Becaause director is written in Perl, it becomes quite easy to accomodate special cases, simply by writing additional code to cater for them. This is a major advantage of director over other approaches.
With the example mentioned in the introduction, we wished to direct the user to different addresses depending on their browser type, version and platform. The script detects the resource type ('webspirs') as a special case, for which it chooses different templates based on the user's browser type, version and platform. This information is provided by the browser as part of the standard CGI request data, in the User-Agent string.

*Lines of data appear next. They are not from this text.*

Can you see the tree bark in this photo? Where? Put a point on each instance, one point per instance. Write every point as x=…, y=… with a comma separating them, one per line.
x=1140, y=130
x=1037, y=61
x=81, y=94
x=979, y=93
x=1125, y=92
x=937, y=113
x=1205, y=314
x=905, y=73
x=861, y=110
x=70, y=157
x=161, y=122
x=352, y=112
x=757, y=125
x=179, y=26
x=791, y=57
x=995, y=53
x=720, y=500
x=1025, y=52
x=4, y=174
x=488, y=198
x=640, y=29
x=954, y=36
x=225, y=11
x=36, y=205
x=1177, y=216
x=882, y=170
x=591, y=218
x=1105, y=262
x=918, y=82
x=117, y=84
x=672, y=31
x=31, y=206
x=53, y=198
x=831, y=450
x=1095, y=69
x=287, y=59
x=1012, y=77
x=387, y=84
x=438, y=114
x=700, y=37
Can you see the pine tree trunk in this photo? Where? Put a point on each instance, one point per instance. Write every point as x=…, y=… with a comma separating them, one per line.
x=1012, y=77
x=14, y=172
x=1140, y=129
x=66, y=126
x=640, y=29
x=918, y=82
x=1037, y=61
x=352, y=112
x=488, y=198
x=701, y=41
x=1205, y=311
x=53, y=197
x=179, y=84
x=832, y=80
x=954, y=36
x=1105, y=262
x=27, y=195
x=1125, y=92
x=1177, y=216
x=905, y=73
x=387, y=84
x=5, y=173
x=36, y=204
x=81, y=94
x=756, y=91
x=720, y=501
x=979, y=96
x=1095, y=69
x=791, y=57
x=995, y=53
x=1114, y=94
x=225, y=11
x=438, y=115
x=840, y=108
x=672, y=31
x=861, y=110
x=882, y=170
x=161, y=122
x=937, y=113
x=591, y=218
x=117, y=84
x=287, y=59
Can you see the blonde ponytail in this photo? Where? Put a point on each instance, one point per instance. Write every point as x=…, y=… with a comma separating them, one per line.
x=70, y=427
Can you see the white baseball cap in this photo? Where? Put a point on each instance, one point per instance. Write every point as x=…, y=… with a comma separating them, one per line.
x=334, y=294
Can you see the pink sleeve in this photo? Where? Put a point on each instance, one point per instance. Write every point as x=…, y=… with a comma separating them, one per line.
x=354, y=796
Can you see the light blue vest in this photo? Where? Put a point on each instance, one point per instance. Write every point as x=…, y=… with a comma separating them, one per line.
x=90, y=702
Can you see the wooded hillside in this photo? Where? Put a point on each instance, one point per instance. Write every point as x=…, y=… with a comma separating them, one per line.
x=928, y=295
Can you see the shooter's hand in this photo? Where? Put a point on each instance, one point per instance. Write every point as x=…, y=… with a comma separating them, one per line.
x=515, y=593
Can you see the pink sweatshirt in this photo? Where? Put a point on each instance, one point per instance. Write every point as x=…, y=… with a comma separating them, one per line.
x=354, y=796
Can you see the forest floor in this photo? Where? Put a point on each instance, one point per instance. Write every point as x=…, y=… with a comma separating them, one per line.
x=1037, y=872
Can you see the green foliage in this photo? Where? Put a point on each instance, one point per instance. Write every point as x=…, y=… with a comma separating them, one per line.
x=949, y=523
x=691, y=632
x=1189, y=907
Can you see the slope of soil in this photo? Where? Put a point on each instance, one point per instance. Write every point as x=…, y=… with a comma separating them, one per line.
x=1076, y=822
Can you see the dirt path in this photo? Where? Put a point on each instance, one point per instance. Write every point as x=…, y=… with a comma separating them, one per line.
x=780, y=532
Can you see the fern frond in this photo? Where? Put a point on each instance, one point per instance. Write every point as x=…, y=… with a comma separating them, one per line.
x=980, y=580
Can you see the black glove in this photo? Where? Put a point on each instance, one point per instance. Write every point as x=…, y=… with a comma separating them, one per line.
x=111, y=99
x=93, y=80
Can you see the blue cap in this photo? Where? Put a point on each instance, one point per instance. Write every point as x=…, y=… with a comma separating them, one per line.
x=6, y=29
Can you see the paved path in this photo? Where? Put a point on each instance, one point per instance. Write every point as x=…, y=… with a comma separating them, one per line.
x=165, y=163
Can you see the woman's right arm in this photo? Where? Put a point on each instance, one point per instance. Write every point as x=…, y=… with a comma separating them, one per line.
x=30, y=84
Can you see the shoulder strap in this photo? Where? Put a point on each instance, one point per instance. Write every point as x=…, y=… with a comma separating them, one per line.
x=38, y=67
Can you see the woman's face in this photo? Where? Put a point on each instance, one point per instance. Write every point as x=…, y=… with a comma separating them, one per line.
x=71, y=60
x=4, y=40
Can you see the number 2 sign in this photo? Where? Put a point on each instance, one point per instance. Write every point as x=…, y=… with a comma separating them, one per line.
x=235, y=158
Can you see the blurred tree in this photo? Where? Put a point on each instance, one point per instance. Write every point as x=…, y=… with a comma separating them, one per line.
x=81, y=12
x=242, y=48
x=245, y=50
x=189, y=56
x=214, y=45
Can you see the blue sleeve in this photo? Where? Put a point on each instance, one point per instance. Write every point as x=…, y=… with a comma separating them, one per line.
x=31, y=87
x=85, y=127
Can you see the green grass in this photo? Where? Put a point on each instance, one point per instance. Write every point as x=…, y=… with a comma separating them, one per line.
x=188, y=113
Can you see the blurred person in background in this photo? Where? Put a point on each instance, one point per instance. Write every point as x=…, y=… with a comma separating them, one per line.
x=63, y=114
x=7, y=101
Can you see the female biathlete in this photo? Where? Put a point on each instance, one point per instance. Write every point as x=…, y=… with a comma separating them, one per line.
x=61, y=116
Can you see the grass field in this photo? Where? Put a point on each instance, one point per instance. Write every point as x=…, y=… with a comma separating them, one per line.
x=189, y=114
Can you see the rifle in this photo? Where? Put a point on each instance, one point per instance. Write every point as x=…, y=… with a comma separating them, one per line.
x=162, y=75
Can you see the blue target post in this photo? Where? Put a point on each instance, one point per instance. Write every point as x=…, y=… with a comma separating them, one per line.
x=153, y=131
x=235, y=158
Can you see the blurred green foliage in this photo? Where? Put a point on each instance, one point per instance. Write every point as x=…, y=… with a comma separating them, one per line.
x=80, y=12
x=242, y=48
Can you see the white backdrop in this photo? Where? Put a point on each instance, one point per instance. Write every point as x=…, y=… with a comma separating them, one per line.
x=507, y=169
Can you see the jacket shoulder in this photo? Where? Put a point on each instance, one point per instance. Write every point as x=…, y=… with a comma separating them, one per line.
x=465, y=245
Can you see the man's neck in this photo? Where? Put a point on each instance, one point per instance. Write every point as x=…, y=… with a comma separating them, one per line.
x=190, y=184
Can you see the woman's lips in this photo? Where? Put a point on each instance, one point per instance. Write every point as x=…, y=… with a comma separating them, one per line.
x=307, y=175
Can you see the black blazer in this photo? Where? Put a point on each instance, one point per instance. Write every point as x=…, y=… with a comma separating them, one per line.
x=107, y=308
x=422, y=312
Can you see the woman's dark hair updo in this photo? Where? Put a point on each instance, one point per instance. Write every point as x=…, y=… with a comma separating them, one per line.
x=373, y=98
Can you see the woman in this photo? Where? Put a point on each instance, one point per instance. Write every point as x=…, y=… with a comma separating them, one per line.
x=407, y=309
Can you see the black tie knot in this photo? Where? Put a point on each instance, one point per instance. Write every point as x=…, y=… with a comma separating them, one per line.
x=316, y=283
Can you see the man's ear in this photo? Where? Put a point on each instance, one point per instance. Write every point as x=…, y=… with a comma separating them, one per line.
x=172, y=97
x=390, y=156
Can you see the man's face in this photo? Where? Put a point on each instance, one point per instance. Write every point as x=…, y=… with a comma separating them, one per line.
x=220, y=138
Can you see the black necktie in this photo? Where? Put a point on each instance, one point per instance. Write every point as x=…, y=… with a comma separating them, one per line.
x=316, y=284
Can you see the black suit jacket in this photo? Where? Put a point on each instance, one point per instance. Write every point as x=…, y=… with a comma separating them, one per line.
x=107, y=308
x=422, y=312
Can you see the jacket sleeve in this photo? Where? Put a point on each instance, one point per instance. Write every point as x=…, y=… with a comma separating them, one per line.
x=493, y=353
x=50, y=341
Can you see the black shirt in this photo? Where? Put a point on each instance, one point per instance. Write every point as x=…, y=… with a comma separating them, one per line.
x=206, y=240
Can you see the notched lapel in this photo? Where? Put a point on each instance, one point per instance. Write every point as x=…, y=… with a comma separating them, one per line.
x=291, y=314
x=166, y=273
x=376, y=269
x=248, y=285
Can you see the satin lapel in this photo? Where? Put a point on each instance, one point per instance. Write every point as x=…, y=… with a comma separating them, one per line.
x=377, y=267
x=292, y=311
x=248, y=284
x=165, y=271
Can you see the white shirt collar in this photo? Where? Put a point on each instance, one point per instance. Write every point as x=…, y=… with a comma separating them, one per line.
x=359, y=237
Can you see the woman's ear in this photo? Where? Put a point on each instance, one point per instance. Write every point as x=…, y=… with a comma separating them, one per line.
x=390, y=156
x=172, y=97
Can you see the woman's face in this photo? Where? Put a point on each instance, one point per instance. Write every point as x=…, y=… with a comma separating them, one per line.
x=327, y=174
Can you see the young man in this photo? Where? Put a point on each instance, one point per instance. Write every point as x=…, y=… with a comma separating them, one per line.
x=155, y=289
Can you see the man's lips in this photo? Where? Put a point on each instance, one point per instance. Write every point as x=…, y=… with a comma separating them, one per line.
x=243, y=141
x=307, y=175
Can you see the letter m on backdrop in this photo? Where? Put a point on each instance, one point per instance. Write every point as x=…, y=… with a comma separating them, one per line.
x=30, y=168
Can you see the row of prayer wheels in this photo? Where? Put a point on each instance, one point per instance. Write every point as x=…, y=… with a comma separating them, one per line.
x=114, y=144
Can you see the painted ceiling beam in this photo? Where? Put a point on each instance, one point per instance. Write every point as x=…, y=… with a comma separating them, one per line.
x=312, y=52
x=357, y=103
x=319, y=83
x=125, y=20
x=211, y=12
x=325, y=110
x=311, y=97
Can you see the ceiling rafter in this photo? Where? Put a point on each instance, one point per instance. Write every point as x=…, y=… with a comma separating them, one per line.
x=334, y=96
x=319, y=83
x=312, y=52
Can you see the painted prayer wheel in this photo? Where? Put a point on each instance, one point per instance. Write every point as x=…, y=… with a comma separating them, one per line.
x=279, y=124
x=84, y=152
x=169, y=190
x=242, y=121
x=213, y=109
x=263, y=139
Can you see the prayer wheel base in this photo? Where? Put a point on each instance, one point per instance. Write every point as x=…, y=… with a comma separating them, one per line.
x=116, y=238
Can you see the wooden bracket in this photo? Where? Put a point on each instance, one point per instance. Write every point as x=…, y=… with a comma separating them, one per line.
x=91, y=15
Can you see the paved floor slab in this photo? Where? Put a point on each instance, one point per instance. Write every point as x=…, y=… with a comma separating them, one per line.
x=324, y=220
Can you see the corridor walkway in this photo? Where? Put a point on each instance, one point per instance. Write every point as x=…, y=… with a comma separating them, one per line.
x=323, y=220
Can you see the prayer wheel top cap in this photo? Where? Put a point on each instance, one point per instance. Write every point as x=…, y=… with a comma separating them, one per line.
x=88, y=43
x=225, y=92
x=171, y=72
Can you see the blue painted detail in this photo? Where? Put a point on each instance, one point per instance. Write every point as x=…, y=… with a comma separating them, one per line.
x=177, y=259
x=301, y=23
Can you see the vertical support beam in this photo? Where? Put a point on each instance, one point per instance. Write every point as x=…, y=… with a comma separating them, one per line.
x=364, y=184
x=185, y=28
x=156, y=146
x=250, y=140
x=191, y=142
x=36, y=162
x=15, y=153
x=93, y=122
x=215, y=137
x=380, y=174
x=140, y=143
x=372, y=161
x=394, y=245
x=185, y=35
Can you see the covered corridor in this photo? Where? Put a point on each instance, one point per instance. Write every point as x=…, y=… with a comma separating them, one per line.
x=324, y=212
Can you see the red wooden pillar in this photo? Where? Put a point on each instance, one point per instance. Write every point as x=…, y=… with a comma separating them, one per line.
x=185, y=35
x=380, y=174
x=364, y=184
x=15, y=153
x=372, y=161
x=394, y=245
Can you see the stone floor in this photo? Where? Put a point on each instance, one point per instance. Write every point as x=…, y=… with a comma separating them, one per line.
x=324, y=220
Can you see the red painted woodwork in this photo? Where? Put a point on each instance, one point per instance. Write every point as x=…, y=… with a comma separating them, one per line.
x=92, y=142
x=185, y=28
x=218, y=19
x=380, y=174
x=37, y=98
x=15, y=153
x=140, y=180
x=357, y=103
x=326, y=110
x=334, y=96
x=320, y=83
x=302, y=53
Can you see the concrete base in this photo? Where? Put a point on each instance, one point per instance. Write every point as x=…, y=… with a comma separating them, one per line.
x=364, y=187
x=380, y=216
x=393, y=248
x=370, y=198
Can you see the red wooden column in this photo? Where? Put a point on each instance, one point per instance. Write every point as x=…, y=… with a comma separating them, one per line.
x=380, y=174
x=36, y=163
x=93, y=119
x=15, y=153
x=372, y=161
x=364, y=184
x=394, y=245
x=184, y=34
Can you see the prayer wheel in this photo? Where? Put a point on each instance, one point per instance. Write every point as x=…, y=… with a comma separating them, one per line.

So, a RDT entry for one of our ERL databases might look like this:
SIAL => [ 'webspirs', 'serials', 'serials' ],
And director will use one or other of these templates according to the user's browser, version and platform:
webspirs3 => 'http://digital.library.adelaide.edu.au/cgi-bin/webspirs.cgi?sp.username=%s&sp.password=%s', webspirs4 => 'http://digital.library.adelaide.edu.au:8590/?sp.username=%s&sp.password=%s',
The URL seen by the user for this example would be:
With the current version, the RDT is generated with inline code -- meaning that the Hash table has to be built by Perl each time it is run. This is not a problem now, but with a larger number of resources this may become inefficient. A solution would be to pre-build the table into a DBM file, which would be opened and read by director.
Using a DBM file would have another benefit, in that it would make it possible, through additional scripts, for staff to maintain RDT entries, for example through another CGI interface.